21. The method according to claim 20, wherein at least ten separate compartments are applied, such as at least 24, particularly at least 96, more particularly at least 384.

22. The method according to claim 21, wherein each separate compartment comprises between 5-100% of the maximum number of particles constituting the particulate carrier material with immobilized lectin compounds, that each compartment can hold, particularly between 10-80%, more particularly between 25-50%.

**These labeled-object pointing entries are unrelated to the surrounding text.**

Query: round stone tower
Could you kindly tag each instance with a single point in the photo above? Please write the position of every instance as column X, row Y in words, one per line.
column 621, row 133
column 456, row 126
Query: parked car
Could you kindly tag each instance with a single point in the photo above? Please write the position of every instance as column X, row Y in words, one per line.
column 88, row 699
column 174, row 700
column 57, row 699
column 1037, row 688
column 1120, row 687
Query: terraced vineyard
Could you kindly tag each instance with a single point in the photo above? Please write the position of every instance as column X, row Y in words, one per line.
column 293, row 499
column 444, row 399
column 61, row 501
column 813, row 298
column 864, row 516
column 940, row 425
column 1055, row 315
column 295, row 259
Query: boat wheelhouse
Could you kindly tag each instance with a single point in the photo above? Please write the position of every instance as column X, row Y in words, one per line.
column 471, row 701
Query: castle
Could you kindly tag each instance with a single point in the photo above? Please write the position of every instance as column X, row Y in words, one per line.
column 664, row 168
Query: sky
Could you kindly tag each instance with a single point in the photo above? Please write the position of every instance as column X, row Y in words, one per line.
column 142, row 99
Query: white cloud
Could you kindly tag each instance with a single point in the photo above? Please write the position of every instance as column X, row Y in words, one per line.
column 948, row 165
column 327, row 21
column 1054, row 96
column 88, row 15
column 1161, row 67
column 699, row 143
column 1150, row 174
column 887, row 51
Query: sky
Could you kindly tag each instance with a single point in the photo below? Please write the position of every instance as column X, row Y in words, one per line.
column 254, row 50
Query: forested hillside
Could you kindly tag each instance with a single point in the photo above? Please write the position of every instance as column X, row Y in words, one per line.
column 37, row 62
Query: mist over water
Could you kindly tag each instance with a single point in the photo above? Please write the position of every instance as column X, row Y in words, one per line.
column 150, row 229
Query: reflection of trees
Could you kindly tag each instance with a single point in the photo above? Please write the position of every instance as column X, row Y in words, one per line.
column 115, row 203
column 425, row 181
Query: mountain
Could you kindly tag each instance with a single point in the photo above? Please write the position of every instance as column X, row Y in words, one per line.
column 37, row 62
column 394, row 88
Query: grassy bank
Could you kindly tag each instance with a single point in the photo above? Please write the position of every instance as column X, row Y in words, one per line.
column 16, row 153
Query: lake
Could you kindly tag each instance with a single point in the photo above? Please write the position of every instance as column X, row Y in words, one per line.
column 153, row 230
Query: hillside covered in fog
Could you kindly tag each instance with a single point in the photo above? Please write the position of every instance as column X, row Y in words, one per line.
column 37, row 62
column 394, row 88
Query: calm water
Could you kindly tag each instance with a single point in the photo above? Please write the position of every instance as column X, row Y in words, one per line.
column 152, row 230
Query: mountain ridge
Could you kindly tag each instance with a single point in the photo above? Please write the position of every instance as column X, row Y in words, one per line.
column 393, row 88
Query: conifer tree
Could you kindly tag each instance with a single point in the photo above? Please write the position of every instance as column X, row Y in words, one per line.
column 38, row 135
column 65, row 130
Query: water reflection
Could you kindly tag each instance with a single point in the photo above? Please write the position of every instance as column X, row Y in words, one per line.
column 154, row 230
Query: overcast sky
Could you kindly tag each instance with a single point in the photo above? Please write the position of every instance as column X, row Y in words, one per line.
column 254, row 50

23. The method according to any of the preceding claims, wherein the surface area of the particulate carrier material is at least 500 mm² per compartment volume of 300 microl, particularly at least 1000 mm², more particularly 5000 mm².

24. The method according to any of the preceding claims, wherein the screening is followed by an additional screening step, which screening step comprises screening for activity, functionality, stability, allergenicity, and anti-microbial effect of the secreted polypeptide of interest.

25. The method according to any of the preceding claims, wherein the screening for conA trapped protein eluates is detected by general protein quantification assays such as SYPRO orange or NanoOrange, or Mass spectrometry detection such as MALDI-TOF.

26. The method according to claim 1 where the recombinant hosts are fermented in a filter system such as 96 well microtitre filter plates.

27. The method according to claim 26 wherein the particulate carrier material with immobilized lectin compounds is co-fermented in the filter system.

28. The method according to any of the preceding claims, where the bound polypeptides on the immobilized lectin compounds are eluted with an inhibiting/eluting sugar which sugar is capable of competing with the polypeptide for lectin binding.

29. The method according to any of the preceding claims, where the bound polypeptides are eluted with alpha-methyl-mannoside, alpha-methyl glucoside or a mixture of the two.